Preoccupato, tornò dalla mamma per comunicarglielo ma si accorse che lei non c’era, quindi non si scompose e chiese un passaggio per tornare all’albergo dove alloggiavano. All’esterno dell’hotel c’era una folla piuttosto numerosa e, dopo essersi fatto largo tra la gente, Trevor salì al trentesimo piano e scoprì il terribile episodio avvenuto poco prima, ossia la caduta nel vuoto del fratellino Tajh, che irruppe come un fulmine a ciel sereno nella vita serena della famiglia Ariza.

 

Da quel momento, Trevor ha continuato a lottare e ad andare avanti, non senza difficoltà, per Tajh, riuscendo a coronare il suo sogno di entrare in NBA e tatuandosi la seguente frase sul polso sinistro: “Blood is thicker than water. I am my brother’s keeper. Rest in peace, Tajh. I miss you”, ossia: “Il sangue non è acqua. Sono il custode di mio fratello.
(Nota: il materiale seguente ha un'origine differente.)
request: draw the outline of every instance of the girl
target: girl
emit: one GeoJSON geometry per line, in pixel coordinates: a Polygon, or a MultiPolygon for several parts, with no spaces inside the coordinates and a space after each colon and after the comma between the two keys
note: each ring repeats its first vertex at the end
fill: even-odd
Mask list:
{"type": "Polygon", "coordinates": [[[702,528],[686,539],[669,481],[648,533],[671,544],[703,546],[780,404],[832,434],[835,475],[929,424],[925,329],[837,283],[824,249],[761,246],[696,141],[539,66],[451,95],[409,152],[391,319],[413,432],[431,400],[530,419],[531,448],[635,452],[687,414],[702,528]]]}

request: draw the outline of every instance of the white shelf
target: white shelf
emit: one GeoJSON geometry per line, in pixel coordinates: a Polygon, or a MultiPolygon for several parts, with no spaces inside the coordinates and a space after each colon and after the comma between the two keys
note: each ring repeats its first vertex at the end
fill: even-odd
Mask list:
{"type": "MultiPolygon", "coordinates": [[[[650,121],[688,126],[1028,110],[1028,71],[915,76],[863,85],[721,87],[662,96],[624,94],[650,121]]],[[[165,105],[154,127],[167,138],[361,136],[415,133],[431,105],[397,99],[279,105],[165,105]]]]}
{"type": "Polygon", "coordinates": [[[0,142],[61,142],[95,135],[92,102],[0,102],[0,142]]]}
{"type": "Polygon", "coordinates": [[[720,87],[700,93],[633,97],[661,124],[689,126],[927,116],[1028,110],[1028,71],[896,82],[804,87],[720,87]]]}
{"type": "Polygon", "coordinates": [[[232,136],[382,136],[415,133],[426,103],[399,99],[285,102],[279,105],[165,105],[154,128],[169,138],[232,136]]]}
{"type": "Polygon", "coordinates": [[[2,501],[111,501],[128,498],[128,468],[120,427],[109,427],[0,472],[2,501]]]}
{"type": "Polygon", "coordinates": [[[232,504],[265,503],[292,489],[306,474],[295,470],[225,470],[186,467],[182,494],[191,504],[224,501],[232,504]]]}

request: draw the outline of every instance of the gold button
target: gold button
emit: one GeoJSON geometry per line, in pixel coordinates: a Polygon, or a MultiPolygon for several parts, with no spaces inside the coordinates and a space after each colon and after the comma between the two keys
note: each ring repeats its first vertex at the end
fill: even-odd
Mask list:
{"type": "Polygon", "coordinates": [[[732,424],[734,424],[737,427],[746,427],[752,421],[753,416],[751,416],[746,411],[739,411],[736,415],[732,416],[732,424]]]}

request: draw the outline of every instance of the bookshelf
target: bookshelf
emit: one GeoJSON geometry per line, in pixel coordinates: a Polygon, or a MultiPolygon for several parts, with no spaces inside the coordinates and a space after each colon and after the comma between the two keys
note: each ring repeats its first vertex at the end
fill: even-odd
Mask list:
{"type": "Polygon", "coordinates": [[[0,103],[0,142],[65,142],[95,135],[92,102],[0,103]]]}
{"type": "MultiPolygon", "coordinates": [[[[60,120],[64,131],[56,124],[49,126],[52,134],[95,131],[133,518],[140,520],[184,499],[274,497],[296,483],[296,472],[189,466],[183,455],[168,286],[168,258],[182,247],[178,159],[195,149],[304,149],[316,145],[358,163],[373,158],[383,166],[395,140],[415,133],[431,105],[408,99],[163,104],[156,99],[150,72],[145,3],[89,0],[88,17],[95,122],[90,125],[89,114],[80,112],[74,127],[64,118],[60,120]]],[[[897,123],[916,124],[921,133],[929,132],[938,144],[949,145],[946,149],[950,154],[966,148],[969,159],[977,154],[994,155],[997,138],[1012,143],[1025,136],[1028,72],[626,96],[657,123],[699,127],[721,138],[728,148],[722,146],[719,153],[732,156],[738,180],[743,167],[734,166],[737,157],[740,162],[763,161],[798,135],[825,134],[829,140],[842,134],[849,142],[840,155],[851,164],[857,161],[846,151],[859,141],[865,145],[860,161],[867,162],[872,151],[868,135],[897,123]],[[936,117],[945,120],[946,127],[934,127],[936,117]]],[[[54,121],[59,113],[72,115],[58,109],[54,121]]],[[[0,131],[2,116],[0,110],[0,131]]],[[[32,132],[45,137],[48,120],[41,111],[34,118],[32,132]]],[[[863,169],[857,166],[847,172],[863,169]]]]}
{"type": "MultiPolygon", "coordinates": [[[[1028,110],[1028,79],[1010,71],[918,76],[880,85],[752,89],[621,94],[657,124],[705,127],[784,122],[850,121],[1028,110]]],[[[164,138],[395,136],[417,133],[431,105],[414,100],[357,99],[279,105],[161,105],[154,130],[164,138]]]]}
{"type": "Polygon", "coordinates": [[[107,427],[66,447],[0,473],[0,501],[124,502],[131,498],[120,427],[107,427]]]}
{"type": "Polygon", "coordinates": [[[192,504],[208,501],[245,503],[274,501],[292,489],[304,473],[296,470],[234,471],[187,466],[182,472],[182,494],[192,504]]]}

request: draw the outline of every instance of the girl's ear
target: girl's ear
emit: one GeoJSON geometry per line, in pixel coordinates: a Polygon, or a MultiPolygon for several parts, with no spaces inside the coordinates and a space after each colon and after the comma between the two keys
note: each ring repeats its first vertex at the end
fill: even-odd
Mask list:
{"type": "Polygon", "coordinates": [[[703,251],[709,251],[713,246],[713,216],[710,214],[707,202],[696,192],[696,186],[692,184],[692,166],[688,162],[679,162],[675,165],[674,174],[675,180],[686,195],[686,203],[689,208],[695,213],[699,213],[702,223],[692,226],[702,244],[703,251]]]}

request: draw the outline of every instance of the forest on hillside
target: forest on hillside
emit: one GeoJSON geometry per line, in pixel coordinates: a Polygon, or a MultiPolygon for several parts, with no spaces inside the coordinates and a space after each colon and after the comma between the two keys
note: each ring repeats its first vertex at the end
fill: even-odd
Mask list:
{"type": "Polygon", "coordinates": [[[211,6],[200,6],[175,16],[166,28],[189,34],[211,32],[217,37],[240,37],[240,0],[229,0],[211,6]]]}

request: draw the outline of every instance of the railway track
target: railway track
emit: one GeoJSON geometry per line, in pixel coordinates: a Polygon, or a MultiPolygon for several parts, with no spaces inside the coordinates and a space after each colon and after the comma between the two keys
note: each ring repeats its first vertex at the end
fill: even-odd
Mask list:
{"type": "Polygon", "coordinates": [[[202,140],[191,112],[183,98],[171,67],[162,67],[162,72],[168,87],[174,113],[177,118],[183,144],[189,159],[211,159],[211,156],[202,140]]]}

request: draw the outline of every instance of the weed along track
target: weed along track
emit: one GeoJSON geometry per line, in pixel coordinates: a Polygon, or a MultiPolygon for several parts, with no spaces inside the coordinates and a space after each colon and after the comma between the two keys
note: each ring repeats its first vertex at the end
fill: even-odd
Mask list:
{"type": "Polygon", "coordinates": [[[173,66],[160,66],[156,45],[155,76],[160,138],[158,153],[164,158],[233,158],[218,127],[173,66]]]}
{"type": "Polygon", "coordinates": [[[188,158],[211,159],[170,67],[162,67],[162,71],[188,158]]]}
Riposa in pace, Tajh. Mi manchi”, a testimoniare il fatto che il ricordo di suo fratello è un qualcosa di eterno.

 

Trevor ha tanti altri tatuaggi in onore di Tajh ed è proprio così che ha chiamato il suo primogenito. Ad aiutarlo a superare quella tragedia che avrebbe abbattuto chiunque è stata anche e soprattutto la pallacanestro. In merito all’importanza del basket nella sua vita, Ariza ha dichiarato: “Guardo alla pallacanestro come un qualcosa che amo e che mi permetta di evadere dal mondo reale”. Quello stesso mondo che oggi lo vede protagonista con la maglia degli Houston Rockets partita dopo partita, sera dopo sera, su tutti i parquet statunitensi, con il ricordo di Tajh che non svanisce mai dalla sua mente.